While researching his book, Cult of a Dark Hero: Nicholson of Delhi, Stuart Flinders of the BBC says he attempted to retrace John Nicholson ’s footsteps as he led the assault on Delhi in 1857. A century and a half after the event, the Mughal city has, of course, changed…

“The distinction between the compact city the British found, Shahjehanabad, and the one they created, New Delhi, remains as clear as ever, at least in the areas around government buildings, but both are dwarfed by the sprawl that has emerged since the British left in 1947. Even the river has changed course, a busy highway now skirting the Red Fort where the Yamuna, or Jumna as the British called it, once flowed,” observes Flinders.

He goes on to say, “The Ridge, where Nicholson waited impatiently for the assault, has resisted the urban advance just as it protected the British force assembled there during the long stalemate of summer, 1857. The only danger of attack as I made my way along the Ridge came from inquisitive monkeys springing onto the tarmac path from the bushes. A short ride in a taxi from there took me to the Alipur Road, along which Nicholson and his men marched on the morning of the fateful September 14. Part of the Qudsia Bagh, the garden, where the storming parties formed up into their columns, is still there. Lieutenant Richard Barter had noted the scent of roses mixed with the sulphur of the gums as they moved off towards the city wall. It was a wonderful surprise to find that roses were still being tended there nearly 160 years later, presumably in the very spot where anxious men had wished each other luck moments before the battle.

“In front of the garden, the city wall has been retained, including what remains of the Kashmir Bastion, over which Nicholson and his men clambered. Again, monkeys did the clambering as I stood watching in the shadow of one of the city’s new Metro railway lines overhead.

Then came the Kashmir Gate. It was from here that John Nicholson headed into the city before returning to follow the line of the wall to clear it of the enemy. The Kashmir Gate has been preserved, in spite of pressure from the growing transport terminal next door, and the area around it recently landscaped…

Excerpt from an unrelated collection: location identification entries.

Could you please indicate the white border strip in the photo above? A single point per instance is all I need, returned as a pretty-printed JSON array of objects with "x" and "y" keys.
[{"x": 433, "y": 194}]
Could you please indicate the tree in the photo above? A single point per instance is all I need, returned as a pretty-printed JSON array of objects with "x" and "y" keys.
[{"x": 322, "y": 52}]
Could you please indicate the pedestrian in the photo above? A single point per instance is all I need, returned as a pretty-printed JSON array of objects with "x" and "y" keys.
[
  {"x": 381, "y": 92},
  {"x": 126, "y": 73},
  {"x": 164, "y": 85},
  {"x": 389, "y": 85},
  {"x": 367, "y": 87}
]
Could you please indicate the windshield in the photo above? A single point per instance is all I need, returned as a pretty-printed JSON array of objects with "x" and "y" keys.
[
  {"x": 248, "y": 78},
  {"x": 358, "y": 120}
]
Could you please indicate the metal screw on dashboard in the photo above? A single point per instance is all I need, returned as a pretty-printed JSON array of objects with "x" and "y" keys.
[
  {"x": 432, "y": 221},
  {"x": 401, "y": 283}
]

“Beyond, the wall disappeared, but a short distance along Lothian Road was a clue that I was still in Nicholson’s footsteps. There on the right was Nicholson Road, bounded on one side by shops and houses, on the other by another section of wall. For more than half a mile it was possible to imagine Nicholson himself here as he followed the wall, so little has it changed, but then modern Delhi broke in. Nicholson Road came to an abrupt end at the railway line leading to Old Delhi Station, built in the decade after his death…

“A short detour to cross the railway took me to where the Kabul Gate once stood. South of here, Naya Bazar Road follows the line of the wall, but where was Nicholson shot? Neither the Burn Bastion nor the Lahore Gate still exists. Walking in their direction, it was impossible to locate the spot with any precision. The men sitting in the narrow lane off Naya Bazar were unfamiliar with Nicholson’s name and were unable to help.

“It was not always so difficult. Lord Curzon, during his time as Viceroy in the first years of the 20th century, made the same journey from the breach near the Kashmir Gate. About 80 yards on from the Kabul Gate he would have found a plaque on the wall: ‘This tablet marks the spot where Brigadier-General John Nicholson was mortally wounded during the assault on the 14th September 1857…’ The wall and plaque in Delhi can be seen in photographs taken in the 1940s, but both have since been demolished.”

Despite what Flinders says in his email, a marble memorial tablet is still there in a gali of Khari Baoli on the side wall of the house, from atop which Nicholson was fatally shot and died almost a fortnight later of his wounds. Still Nicholson’s biography, published last year, makes interesting reading for Delhi’ites.